Ontario Secondary School Literacy Test
The OSSLT is the standard method for assessing the literacy skills of students in Ontario for the purpose of determining whether students meet the provincial secondary school literacy requirement for graduation. The test thus identifies students who have demonstrated the required skills in literacy as well as those who have not demonstrated the required skills and will need to do further work. The test identifies the specific areas in which these students need remediation.
The test is administered through the Education Quality and Accountability Office (EQAO) once each year, usually in the spring.
Students who are working towards the OSSD under OSS will normally take the OSSLT when they are in Grade 10. Those who do not take the test in the year following the year in which they enter Grade 9 will require a deferral. Deferrals must be granted in accordance with the policies on deferrals in section 126.96.36.199 of OSS and on page 10 of this memorandum.
For students who entered Grade 9 in 1999–2000, successful completion of the test is not a graduation requirement. However, for those students who took the field test of the OSSLT in 2000–2001, failed the test, and chose to retake the OSSLT in October 2001, successful completion of the provincial literacy graduation requirement became a diploma requirement.
Students who are working towards an OSSD under OSS and who do not successfully complete the OSSLT will have opportunities to retake the test in subsequent years on dates scheduled by the EQAO. Once students have successfully completed the literacy test, they may not retake it.
For students with special education needs,1 accommodations2 specified in the student’s IEP must be available (see pages 6–10 of this memorandum). For students for whom required accommodations were not available on the day the OSSLT was administered, see also under “Students With Special Education Needs” on pages 4 and 5.

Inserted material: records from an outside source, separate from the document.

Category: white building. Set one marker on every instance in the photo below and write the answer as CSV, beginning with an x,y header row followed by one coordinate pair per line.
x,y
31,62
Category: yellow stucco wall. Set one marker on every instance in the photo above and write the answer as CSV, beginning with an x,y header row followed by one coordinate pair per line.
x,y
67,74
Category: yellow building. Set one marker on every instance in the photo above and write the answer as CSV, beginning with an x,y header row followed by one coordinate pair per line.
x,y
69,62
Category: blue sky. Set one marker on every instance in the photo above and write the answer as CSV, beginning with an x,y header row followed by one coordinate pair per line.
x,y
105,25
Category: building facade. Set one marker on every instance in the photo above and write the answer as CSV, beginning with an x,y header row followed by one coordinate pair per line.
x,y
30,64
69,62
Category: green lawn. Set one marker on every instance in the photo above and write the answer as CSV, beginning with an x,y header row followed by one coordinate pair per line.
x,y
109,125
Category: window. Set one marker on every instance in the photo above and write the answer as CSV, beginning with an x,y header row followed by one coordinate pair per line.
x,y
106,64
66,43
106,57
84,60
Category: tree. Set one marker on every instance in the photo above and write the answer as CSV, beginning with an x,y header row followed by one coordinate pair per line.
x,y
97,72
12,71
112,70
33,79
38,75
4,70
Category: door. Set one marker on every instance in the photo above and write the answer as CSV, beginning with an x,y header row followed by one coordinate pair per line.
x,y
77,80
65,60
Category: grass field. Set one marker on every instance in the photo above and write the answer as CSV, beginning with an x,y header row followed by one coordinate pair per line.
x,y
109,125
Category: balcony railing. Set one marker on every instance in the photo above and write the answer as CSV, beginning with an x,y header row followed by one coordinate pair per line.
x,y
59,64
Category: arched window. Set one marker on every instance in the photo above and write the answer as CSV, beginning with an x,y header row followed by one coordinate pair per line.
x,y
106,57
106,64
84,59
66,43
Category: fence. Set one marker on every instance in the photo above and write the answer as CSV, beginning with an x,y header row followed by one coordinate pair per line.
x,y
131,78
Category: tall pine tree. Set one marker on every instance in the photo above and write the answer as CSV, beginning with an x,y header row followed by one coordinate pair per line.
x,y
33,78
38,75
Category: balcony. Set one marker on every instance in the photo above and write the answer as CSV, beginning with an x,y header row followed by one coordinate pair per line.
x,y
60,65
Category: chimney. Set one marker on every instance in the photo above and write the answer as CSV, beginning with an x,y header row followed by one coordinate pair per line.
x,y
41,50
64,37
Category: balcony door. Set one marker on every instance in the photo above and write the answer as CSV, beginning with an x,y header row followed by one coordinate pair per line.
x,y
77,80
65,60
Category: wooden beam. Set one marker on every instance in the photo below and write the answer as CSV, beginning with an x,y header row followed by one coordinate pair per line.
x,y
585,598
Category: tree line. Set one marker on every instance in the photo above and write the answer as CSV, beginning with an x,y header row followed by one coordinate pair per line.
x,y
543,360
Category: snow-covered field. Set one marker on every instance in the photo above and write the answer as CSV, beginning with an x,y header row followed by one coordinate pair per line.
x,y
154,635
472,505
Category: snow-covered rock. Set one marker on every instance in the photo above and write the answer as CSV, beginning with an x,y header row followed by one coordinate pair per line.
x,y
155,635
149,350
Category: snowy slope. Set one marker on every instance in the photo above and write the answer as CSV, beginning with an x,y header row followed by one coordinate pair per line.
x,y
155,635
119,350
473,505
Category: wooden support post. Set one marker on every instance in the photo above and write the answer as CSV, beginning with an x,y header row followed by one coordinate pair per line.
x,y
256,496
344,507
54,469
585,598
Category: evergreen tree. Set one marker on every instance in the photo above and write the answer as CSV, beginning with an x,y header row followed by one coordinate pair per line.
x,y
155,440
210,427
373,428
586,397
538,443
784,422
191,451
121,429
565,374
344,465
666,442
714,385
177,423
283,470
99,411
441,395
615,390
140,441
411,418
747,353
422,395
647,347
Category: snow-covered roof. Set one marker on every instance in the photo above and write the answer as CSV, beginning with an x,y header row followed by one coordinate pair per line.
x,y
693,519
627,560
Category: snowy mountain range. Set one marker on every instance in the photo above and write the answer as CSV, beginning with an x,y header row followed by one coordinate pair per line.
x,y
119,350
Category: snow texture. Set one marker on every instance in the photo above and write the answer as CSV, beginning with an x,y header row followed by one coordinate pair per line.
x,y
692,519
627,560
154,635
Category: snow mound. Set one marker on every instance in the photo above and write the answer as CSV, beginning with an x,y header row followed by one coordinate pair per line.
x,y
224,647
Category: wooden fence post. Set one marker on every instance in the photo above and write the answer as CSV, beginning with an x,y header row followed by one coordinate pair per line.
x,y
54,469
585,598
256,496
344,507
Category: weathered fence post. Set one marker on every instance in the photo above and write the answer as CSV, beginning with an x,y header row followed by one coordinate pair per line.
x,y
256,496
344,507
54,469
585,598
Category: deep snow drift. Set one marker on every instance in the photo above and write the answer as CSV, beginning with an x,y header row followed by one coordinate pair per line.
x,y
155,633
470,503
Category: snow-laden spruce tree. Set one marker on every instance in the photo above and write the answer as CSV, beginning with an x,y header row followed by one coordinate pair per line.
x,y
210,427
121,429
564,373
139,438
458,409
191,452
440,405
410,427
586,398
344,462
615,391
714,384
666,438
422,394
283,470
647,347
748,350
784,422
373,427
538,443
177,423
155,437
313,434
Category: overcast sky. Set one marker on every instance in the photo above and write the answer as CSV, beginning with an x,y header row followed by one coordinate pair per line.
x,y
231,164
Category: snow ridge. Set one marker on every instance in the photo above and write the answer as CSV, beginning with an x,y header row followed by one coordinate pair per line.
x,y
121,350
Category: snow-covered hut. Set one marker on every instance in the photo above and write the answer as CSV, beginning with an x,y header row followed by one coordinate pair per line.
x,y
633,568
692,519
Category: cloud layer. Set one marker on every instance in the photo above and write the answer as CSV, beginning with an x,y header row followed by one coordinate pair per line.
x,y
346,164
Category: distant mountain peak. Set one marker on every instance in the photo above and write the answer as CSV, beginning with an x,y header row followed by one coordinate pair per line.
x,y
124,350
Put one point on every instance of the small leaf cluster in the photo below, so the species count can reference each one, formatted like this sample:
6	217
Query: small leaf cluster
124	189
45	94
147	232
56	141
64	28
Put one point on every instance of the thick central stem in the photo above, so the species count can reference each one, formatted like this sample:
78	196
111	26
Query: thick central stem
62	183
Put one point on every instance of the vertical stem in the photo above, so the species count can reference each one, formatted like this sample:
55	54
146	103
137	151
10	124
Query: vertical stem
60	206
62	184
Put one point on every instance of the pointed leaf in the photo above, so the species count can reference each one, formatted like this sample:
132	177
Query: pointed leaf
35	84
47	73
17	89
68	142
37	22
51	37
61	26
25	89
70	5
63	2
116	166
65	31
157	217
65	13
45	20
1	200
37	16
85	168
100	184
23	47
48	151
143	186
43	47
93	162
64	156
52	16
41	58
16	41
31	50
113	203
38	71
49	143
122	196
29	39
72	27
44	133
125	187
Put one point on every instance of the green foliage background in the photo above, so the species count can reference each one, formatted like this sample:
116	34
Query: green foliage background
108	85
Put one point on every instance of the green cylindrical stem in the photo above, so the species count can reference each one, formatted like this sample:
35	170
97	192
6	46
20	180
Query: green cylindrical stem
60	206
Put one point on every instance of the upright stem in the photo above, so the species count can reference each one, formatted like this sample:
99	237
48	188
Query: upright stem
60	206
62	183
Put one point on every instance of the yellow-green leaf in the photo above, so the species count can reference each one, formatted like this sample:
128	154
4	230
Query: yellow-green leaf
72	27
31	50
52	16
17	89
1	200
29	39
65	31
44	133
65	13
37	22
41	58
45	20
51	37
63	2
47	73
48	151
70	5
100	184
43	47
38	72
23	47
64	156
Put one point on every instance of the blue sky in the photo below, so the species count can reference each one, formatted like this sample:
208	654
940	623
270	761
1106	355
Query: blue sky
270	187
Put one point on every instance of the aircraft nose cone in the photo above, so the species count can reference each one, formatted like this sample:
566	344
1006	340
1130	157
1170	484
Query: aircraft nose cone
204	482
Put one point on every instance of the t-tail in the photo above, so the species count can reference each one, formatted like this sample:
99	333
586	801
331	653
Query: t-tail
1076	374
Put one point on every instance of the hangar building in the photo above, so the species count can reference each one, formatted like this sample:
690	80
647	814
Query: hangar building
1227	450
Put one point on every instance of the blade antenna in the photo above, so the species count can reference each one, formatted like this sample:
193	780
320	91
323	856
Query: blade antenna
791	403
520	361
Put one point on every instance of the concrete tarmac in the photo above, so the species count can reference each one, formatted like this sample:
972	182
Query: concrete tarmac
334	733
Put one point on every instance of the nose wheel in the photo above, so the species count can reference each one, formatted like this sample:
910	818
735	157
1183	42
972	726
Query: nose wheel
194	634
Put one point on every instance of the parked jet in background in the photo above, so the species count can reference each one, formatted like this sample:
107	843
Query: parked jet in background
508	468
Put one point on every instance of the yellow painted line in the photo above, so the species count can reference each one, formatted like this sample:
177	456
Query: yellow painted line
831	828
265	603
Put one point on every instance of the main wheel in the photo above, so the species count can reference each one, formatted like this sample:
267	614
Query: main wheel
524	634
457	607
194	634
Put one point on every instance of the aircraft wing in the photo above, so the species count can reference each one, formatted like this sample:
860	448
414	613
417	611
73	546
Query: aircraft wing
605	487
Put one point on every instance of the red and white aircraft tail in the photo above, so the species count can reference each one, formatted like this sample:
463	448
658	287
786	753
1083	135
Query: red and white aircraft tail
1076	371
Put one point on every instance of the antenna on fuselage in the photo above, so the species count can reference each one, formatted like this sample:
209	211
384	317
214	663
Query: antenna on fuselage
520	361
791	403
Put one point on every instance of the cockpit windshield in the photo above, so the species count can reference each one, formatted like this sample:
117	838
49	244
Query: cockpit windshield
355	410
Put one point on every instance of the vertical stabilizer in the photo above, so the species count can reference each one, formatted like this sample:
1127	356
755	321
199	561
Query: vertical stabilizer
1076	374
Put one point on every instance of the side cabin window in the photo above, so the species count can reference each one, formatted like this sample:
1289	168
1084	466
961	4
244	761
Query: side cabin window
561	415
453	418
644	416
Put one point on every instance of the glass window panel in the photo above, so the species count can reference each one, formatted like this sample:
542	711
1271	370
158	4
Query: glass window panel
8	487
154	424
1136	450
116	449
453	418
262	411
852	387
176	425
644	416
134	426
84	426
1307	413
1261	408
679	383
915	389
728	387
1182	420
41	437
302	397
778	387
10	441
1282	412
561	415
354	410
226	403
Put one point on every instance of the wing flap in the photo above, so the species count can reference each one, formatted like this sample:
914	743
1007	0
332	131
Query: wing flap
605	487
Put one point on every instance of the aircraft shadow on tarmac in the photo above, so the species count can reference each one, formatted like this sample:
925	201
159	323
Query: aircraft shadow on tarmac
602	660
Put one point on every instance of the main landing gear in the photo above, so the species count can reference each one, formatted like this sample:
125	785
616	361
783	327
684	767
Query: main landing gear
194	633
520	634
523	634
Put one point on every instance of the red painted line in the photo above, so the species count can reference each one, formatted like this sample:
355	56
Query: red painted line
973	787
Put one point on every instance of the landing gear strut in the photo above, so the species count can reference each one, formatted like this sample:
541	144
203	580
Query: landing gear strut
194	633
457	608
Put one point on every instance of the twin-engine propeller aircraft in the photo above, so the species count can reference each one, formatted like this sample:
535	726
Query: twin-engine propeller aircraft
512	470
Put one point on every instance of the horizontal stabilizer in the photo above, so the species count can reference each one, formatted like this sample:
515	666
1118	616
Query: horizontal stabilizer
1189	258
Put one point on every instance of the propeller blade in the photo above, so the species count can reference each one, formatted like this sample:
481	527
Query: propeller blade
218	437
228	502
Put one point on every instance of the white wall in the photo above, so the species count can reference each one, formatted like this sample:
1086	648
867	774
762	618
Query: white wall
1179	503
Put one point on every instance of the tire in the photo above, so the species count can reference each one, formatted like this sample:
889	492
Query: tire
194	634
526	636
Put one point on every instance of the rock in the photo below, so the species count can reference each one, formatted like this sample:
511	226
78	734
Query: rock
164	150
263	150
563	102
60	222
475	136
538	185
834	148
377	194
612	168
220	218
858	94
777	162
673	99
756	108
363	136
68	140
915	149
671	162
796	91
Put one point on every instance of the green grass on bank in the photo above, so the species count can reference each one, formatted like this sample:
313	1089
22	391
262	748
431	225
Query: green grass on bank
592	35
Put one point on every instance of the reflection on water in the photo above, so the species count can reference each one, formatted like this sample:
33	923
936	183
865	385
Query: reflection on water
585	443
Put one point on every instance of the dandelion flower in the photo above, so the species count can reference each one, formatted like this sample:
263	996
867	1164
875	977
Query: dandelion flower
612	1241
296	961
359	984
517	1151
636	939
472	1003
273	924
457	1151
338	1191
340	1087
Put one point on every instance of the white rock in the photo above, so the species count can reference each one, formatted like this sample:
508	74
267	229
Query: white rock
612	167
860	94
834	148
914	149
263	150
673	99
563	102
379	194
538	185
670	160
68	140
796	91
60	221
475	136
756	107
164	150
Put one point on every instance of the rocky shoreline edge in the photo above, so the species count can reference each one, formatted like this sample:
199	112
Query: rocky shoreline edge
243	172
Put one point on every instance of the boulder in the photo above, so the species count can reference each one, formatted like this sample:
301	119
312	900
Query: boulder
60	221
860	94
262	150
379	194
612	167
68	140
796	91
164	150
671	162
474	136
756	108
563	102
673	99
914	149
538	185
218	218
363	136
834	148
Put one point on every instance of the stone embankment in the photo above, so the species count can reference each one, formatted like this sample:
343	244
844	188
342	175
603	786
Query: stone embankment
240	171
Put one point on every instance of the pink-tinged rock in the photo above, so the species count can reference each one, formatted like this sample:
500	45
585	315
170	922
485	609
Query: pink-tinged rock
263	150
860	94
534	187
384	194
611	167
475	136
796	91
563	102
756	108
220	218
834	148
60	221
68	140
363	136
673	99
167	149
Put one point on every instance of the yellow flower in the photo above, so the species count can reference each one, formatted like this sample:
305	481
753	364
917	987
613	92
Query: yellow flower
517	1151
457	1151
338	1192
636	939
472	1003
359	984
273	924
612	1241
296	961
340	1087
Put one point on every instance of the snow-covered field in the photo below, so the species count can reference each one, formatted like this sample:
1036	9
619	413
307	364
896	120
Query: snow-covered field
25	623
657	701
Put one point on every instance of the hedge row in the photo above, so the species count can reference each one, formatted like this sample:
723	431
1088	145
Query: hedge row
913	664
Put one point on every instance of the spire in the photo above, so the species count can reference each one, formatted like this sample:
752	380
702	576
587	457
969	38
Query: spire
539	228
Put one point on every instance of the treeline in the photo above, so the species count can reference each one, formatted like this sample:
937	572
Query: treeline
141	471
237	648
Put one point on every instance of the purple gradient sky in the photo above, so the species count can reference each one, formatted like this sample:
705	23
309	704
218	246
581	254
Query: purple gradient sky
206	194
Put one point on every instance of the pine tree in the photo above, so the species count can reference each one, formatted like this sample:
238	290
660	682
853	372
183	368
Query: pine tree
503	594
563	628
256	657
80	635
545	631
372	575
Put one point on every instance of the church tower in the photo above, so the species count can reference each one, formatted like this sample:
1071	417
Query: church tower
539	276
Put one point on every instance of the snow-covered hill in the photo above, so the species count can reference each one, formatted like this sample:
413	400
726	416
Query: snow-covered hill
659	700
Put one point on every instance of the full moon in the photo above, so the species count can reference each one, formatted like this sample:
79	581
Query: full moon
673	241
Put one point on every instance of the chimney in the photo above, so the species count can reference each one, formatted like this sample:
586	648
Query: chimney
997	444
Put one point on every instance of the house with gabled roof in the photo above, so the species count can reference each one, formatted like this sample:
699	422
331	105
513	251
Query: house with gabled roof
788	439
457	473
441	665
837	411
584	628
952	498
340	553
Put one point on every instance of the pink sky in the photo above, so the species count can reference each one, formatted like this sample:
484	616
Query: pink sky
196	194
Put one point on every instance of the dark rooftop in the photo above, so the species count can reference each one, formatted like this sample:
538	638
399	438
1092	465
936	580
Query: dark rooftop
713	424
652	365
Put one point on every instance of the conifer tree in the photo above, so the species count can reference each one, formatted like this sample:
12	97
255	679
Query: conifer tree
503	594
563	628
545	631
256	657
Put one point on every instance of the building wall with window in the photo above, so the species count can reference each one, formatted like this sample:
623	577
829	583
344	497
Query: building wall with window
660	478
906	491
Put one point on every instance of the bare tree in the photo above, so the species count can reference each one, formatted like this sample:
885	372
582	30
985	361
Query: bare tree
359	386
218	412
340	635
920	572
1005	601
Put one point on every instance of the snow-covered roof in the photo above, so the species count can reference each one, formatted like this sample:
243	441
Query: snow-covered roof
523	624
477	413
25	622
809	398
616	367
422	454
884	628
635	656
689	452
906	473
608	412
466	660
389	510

A student will take the OSSLT in the language of instruction of the school in which he or she is enrolled at the time of test administration. School boards3 should ensure that this policy is made known to students and to the parents4 of students who are planning to transfer from the English-language system to the French-language system, or vice versa, and have not yet fulfilled the literacy graduation requirement. A student who has successfully completed the OSSLT in either English or French is considered to have met the literacy graduation requirement, and will not have to retake the test in the other language after transferring to the receiving school.
As stated in section 3.1.4 of OSS, school boards are required to provide remedial assistance for students who do not complete the test successfully. This remedial assistance should be designed to help students improve their skills so that they are better prepared to retake the literacy test. For example, a board could offer a credit course on learning strategies or one on literacy skills for these students.